- The UK government will increase the ETA fee from £16 to £20 starting April 8, 2026.
- This 25% rise applies to visa-exempt travelers visiting the UK for short-term stays up to six months.
- The fee is tied to the application submission date, meaning early applications avoid the upcoming price hike.
(UK) — The UK government will raise the UK Electronic Travel Authorisation fee by 25% from £16 to £20 for all applications submitted on or after 8 April 2026, increasing the cost for visa-exempt travellers who need pre-travel clearance before short visits.
The change adds £4 to the current charge and applies from the date of submission, meaning people who file before 8 April 2026 will continue to pay £16, while those who apply on or after that date will pay £20.
The higher fee affects travellers who need an ETA for short stays in the United Kingdom, including visits to England, Scotland, Wales and Northern Ireland. The permission covers trips of up to 6 months per visit and allows multiple entries.
The increase marks the latest rise since the scheme began. The ETA launched at £10, later rose to £16 and will now reach £20, doubling the original cost in just over two years.
Officials list the ETA as a pre-travel authorisation for visa-exempt nationals. It is valid for 2 years or until passport expiry, whichever comes first, and it is linked to the traveller’s passport electronically through a digital process.
That authorisation covers tourism, business, visiting family and other short-term purposes. Each approved ETA can be used for multiple entries during its period of validity, as long as each visit stays within the up to 6 months per visit limit.

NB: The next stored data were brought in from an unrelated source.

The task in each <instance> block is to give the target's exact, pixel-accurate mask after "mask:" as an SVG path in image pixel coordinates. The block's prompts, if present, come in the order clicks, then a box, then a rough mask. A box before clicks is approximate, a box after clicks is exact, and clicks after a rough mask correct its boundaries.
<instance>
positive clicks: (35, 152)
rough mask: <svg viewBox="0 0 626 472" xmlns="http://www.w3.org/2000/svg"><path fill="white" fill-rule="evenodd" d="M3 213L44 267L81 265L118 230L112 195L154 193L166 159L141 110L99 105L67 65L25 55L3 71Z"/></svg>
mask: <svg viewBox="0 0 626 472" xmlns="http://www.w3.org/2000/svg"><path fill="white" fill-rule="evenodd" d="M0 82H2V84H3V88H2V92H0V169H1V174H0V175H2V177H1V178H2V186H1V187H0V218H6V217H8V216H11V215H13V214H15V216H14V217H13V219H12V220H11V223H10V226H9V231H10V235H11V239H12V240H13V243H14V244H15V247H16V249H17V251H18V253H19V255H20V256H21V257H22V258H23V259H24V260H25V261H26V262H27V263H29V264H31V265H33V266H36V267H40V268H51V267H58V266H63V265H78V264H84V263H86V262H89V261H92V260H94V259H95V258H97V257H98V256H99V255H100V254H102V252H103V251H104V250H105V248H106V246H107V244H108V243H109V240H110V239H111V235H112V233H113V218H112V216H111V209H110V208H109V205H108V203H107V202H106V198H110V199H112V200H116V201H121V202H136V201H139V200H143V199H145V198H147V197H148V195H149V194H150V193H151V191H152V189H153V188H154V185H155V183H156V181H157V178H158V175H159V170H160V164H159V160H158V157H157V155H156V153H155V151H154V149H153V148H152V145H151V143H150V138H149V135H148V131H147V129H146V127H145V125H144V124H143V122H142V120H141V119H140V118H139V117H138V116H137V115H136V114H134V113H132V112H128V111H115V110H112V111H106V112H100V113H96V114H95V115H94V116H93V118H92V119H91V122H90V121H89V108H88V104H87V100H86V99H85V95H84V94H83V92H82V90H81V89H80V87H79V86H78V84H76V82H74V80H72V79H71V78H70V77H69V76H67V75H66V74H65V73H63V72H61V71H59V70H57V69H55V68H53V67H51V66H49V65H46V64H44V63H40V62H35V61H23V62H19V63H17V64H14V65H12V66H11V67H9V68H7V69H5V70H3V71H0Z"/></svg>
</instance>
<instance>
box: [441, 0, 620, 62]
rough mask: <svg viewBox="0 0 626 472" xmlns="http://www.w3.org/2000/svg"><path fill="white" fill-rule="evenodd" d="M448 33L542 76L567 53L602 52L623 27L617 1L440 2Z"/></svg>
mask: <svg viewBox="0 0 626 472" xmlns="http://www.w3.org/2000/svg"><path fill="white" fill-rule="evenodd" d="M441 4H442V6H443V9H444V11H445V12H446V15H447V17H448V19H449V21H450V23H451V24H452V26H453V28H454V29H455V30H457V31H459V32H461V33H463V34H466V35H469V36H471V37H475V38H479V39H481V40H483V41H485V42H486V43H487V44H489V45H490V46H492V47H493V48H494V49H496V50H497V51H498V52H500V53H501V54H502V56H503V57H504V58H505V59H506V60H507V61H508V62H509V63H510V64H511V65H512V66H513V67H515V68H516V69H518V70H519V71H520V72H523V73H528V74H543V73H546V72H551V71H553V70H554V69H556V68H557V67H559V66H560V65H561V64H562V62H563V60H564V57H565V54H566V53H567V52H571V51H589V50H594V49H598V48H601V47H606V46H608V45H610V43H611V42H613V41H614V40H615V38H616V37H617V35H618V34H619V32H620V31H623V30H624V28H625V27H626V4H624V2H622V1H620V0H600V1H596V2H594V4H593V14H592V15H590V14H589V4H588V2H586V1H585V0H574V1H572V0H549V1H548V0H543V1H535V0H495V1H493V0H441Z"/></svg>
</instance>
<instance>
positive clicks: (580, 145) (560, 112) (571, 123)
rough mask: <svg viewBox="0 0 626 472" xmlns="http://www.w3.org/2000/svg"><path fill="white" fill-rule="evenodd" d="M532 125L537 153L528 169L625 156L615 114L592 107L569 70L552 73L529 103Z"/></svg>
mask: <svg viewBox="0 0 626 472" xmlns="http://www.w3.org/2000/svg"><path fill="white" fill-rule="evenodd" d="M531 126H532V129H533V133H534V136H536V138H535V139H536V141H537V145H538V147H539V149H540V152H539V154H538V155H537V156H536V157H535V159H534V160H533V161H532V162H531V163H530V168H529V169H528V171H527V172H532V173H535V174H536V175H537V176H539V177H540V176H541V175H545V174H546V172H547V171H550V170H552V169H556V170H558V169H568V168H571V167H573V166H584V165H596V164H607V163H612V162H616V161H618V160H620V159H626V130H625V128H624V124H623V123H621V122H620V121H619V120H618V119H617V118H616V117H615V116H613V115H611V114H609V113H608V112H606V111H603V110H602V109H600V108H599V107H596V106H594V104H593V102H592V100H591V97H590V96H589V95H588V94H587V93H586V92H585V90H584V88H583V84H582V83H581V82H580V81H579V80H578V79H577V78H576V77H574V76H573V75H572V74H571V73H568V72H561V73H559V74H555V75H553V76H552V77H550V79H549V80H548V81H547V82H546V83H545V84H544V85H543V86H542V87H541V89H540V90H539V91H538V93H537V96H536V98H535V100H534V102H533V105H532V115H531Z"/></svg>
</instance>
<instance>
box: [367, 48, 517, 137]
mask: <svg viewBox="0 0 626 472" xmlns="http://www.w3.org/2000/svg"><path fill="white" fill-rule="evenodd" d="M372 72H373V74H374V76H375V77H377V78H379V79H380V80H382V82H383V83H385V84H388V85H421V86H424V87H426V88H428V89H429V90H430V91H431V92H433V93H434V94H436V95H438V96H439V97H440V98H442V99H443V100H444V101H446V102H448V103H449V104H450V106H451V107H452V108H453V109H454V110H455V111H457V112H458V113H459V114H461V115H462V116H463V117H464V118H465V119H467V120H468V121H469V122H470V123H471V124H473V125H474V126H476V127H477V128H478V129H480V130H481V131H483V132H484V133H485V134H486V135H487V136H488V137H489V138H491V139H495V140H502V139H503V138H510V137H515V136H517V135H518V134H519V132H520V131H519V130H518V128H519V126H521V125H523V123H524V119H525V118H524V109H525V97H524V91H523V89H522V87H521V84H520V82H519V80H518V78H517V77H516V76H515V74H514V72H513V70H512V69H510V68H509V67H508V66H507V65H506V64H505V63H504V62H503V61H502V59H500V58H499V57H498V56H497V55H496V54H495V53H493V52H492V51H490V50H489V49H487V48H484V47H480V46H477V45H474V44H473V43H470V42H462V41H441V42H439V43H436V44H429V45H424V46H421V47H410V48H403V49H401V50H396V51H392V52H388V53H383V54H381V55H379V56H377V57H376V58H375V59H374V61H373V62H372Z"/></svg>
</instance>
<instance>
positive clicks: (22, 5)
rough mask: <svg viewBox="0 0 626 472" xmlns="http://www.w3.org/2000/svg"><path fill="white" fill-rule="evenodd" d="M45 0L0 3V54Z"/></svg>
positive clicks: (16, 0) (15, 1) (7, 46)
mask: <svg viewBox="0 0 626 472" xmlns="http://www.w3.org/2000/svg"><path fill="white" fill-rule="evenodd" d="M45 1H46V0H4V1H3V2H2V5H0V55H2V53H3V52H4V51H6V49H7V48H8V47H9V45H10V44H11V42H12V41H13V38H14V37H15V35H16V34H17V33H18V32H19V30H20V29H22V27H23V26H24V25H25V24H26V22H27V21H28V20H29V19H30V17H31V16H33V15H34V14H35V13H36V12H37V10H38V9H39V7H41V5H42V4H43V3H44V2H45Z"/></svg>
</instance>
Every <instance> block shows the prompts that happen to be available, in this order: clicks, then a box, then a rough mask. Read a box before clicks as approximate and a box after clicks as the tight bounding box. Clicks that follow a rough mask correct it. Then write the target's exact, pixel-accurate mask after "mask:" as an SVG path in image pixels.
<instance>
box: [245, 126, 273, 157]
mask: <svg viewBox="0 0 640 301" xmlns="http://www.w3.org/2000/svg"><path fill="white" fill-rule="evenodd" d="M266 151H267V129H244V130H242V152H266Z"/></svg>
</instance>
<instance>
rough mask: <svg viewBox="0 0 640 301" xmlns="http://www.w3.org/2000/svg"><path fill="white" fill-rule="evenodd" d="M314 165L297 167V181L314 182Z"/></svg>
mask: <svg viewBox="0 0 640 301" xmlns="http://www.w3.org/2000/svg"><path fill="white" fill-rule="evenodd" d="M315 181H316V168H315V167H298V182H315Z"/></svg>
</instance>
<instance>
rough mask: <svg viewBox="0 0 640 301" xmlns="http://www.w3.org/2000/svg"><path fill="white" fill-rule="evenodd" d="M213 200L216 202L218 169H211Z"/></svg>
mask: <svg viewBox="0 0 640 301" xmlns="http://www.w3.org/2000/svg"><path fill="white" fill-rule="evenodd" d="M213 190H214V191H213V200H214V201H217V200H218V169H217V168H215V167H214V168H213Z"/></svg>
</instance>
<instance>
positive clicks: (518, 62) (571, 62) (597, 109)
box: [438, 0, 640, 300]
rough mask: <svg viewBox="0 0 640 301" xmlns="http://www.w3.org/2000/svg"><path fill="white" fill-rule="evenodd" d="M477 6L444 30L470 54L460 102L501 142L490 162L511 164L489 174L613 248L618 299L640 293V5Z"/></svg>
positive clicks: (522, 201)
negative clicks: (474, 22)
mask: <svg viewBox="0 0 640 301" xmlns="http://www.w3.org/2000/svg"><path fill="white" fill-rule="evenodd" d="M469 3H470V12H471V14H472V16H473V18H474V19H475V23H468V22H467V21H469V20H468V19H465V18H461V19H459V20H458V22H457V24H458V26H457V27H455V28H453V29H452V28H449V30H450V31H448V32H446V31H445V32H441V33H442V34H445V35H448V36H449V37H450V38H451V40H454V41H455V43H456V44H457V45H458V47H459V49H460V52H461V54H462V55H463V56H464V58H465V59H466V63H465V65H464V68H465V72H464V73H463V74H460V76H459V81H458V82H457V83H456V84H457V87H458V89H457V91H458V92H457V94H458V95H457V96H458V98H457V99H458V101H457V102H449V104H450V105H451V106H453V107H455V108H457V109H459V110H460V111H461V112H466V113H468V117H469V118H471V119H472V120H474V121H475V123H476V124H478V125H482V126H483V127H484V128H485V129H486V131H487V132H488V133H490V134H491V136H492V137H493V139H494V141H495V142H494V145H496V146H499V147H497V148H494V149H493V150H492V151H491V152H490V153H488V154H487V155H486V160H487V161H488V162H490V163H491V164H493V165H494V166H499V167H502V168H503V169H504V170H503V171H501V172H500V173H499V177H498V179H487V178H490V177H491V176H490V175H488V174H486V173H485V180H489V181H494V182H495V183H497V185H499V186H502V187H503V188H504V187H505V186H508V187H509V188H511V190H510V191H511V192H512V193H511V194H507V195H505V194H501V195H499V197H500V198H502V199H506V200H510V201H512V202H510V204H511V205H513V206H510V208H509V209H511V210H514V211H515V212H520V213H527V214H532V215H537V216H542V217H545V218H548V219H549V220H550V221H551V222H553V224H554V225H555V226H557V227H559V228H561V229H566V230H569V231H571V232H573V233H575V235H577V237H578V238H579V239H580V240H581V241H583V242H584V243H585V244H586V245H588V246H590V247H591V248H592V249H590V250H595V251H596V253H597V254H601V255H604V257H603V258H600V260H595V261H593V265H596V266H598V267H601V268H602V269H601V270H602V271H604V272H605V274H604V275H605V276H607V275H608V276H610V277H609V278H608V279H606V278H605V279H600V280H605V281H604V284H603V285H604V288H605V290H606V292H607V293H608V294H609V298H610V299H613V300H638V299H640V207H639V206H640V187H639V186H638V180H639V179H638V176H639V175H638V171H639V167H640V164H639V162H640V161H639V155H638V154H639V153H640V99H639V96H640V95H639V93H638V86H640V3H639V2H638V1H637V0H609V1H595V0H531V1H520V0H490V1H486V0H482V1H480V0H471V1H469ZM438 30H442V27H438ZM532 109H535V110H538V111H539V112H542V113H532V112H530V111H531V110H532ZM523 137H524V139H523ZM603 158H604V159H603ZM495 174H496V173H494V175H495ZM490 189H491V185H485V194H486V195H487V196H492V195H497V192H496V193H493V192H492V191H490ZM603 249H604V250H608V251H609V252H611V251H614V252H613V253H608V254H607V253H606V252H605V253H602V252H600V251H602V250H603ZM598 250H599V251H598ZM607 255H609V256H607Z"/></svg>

For travellers, the timing now matters. A person submitting an application on 3 April 2026 still faces the current £16 charge, while a submission made from 8 April 2026 falls under the new £20 rate.
That distinction may shape decisions for people planning trips later in the spring or beyond. The fee change applies to the application date rather than the date of travel, so the cost turns on when the request is filed.
The arithmetic behind the increase is straightforward. The move from £16 to £20 amounts to a £4 rise, and £4 divided by £16 equals 0.25, making it a 25% increase.
For frequent visitors, the change still sits within the broader structure of the ETA system, which allows repeated travel over its validity period rather than a one-time entry. For occasional visitors, however, the higher charge raises the upfront cost of obtaining the digital travel permission.
The ETA requirement applies to visa-exempt nationals seeking advance travel clearance for short visits. It is not described as a visa but as a pre-travel authorisation that travellers must secure before arrival.
Because the system is digital, the application links electronically to a passport rather than operating as a physical document. Travellers are advised to apply in advance and check whether they need an ETA before making the trip.
The government also warns applicants to use official channels. Third-party sites may charge extra, adding costs beyond the stated fee.
That means the announced 25% increase may not be the only expense some travellers encounter if they use commercial intermediaries instead of the official process. The stated government charge from 8 April 2026 is £20, but outside services can add their own fees.
The latest rise also gives the ETA a short pricing history. From an initial £10 launch price to £16 and now to £20, the trajectory has moved upward quickly as the travel authorisation becomes part of entry screening for eligible visitors.
For people comparing earlier and current costs, the change is stark. The new charge is double the launch fee, and it arrives in just over two years.
The practical effect reaches across a wide range of trips. A tourist planning a holiday, a business traveller attending meetings, or a person visiting relatives all fall within the short-term uses listed for the ETA, provided the traveller is from a visa-exempt country that requires the authorisation.
The multiple-entry feature means one approval can cover more than one journey. Yet the fee is paid at the application stage, so anyone whose current permission has expired, or whose passport expires before the full 2 years, may need to apply again under the new price.
Passport validity also shapes the lifespan of the ETA. Although the authorisation can last 2 years, it ends earlier if the linked passport expires first.
For travellers with passport renewals approaching, that point carries financial weight because the period of use may be shorter than the full 2 years. Validity is tied to the earlier of the two dates: 2 years or passport expiry.
The coming increase places extra emphasis on checking requirements before travel. Travellers are advised to verify whether they need an ETA through the government’s ETA guidance before submitting an application.
That matters because the system targets visa-exempt nationals rather than all international visitors. Eligibility and need depend on nationality and travel status, making pre-trip checks part of the process.
The ETA covers stays of up to 6 months per visit rather than open-ended residence. Its uses remain limited to tourism, business, family visits and other short-term purposes.
Anyone planning travel after 8 April 2026 now faces a simple decision if they are eligible to apply immediately: submit before the fee change and pay £16, or apply from that date and pay £20. The difference is small in absolute terms, but it is enough to make the UK Electronic Travel Authorisation 25% more expensive than it is on 3 April 2026.
Across the system as a whole, the revision leaves the structure of the ETA unchanged while raising the price attached to it. The authorisation remains digital, passport-linked, valid for multiple entries and designed for short stays, but from 8 April 2026 it will cost travellers £20 instead of £16.